Web抓取:介绍、应用和最佳实践

Encora | July 29, 2019

Web scraping typically extracts large amounts of data from websites for a variety of uses such as price monitoring, enriching machine learning models, financial data aggregation, monitoring consumer sentiment, news tracking, etc. Browsers show data from a website. However, manually copy data from multiple sources for retrieval in a central place can be very tedious and time-consuming. 网络抓取工具基本上自动化了这个手动过程. 
这篇文章旨在帮助你快速了解网页抓取的基础知识. We’ll cover basic processes, best practices, dos and don’ts, and identify use cases where web scraping may be illegal and have adverse effects. 

Basics of Web Scraping

“Web scraping,” also called crawling or spidering, is the automated gathering of data from an online source usually from a website.

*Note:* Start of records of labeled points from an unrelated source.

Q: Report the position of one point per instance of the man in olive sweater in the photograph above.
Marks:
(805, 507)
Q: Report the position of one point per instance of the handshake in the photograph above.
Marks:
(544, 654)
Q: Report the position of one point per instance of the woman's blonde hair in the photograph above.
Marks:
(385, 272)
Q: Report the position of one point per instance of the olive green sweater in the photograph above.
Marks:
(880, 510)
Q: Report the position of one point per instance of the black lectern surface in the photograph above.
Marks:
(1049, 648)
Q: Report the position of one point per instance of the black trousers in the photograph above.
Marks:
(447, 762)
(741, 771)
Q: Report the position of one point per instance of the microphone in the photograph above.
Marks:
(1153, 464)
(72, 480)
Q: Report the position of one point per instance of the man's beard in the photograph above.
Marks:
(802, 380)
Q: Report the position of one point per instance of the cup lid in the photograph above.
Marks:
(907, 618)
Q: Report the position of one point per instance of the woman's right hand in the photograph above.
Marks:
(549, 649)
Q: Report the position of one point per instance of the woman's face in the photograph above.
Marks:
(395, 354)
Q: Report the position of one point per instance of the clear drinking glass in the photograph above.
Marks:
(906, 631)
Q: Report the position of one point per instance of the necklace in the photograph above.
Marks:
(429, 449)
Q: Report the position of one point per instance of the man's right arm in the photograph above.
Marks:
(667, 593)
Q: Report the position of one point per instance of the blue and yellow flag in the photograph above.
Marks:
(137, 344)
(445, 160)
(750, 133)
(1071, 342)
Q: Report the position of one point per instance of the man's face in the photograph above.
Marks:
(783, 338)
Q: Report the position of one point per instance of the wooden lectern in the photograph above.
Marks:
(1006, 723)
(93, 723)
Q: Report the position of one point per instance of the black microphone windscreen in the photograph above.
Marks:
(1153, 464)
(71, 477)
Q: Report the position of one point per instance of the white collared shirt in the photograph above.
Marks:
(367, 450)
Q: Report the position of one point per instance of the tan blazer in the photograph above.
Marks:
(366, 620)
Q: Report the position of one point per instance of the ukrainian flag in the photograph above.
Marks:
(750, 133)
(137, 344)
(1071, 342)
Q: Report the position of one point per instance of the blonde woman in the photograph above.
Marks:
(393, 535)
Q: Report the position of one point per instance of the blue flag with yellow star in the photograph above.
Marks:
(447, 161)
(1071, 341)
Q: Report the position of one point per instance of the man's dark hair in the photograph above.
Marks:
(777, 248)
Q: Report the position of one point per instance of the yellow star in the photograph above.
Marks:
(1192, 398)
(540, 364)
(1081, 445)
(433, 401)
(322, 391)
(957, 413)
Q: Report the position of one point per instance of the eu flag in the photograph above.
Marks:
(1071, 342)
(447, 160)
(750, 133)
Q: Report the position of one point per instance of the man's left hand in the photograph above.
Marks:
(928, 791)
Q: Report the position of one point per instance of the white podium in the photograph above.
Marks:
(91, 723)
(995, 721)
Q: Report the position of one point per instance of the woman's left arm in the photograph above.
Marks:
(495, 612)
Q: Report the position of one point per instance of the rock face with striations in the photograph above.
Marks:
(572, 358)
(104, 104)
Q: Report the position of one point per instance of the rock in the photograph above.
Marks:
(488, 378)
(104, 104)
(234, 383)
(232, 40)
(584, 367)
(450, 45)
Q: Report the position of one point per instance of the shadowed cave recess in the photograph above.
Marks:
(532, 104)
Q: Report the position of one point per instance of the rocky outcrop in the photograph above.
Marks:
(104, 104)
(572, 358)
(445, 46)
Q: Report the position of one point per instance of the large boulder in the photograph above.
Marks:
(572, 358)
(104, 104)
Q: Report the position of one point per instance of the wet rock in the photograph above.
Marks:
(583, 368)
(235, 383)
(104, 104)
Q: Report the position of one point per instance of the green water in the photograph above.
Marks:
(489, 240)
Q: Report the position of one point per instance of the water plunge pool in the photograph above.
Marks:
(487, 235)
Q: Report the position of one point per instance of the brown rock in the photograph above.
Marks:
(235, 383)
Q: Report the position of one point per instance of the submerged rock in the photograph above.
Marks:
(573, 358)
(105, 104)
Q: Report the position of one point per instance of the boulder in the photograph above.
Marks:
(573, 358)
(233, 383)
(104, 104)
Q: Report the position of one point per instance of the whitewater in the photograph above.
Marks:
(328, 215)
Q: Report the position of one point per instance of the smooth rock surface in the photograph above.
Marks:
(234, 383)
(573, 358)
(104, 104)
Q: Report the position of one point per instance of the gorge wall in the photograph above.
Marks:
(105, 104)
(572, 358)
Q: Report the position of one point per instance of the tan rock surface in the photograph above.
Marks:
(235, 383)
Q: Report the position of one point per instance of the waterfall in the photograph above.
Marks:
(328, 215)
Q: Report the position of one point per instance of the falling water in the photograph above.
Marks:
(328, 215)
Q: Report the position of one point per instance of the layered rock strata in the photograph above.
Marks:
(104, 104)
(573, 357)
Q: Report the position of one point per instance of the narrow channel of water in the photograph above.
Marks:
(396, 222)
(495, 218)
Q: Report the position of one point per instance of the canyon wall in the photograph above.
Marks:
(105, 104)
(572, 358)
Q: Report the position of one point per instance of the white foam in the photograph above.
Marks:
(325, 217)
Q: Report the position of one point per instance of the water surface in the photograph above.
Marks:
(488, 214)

While scraping is a great way to get massive amounts of data in relatively short timeframes, 它确实给承载源的服务器增加了压力. 
这就是为什么许多网站不允许或禁止抓取所有数据的主要原因. However, 只要它不破坏在线资源的主要功能, it is fairly acceptable. 
尽管存在法律挑战,但即使在2019年,网络抓取仍然很受欢迎. 分析的重要性和需求已经成倍增长. This, in turn, means various learning models and analytics engine need more raw data. 网络抓取仍然是一种流行的信息收集方式. With the rise of programming languages such a Python, web scraping has made significant leaps.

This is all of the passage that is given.